Henri bugünkü, İngiltere Prensi Henry gibi kızıl saçlı uzun boylu bir adamdı. Çok ata binmekten bacakları biraz yay şekli almış, acımasız, savaşçı özellikleri olan, kuzeni Steven’la bıkmadan usanmadan taht kavgasını yürüten ve sonra anlaşma yoluna gidecek olan biriydi. O da Elanor gibi iyi bir eğitim almış, Latince bilen boş vakitlerini okumaya ayıran bir gençti.
Eleanor’la evlendiğinde henüz İngiltere Kralı olmamıştı. Annesi Matilda imparatoriçe unvanını koruduğu için kendisine Henri FitzEmpress dedirtiyordu. Yani Almanca olarak İmparatoriçenin oğlu. (Annesi Matilda’nın eski Kutsal Roma İmparatoru 7. Henry ile yapmış olduğu ilk evliliği nedeniyle)

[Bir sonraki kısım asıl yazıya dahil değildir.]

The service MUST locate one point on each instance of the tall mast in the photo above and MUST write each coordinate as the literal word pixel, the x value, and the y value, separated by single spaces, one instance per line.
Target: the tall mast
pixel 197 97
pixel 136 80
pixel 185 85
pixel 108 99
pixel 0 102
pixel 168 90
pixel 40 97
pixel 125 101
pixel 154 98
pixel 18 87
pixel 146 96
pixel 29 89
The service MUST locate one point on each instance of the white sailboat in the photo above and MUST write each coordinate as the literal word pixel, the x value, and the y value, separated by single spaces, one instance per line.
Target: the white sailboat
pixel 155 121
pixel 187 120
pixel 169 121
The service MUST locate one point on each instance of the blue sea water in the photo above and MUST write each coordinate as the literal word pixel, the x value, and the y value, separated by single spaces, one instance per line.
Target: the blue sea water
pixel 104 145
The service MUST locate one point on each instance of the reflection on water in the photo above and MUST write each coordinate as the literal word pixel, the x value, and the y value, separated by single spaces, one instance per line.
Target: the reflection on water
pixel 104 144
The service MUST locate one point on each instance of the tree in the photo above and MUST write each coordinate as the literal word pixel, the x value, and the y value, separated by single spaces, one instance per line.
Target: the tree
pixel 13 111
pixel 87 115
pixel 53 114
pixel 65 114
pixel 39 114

Bunun yanında Normandiya Dükü olmuştu. Normandiya Dukalığı halen Fransa Krallığına bağlıydı. Bu yüzden daha önce Fransa Kralına bağlılığını göstermek için bir ziyarette bulunmuştu. Bu ziyarette Elanor ile de tanışmıştı. Eleanor’dan 11 yaş küçüktü ama bu ilk karşılaşmada birbirlerinden hoşlanmış olmalılar ki Elanor ikinci evliliğini onunla yapmak istedi.
Elanor’un Henri ile olan evliliğini duyunca Fransa Kralı 7. Louis çok sinirlendi. Bu hem aşk evliliği hem de siyasi bir evlilikti. Elanor’un toprakları daha evvel yaptıkları anlaşma gereği kendisine geri verildi ama Louis bunu şimdi kabul etmek istemiyordu. Fransa Kralı unvanının yanı sıra Aquitain Dükü unvanını da kullanmak da ısrar etti.
Bu zengin dukalığın, rakibi Henri’ye geçmesini istemiyordu. Eğer Henri İngiltere Kralı olma mücadelesini başarıyla tamamlarsa kendisiyle kral olarak eşit mevkide olacaktı.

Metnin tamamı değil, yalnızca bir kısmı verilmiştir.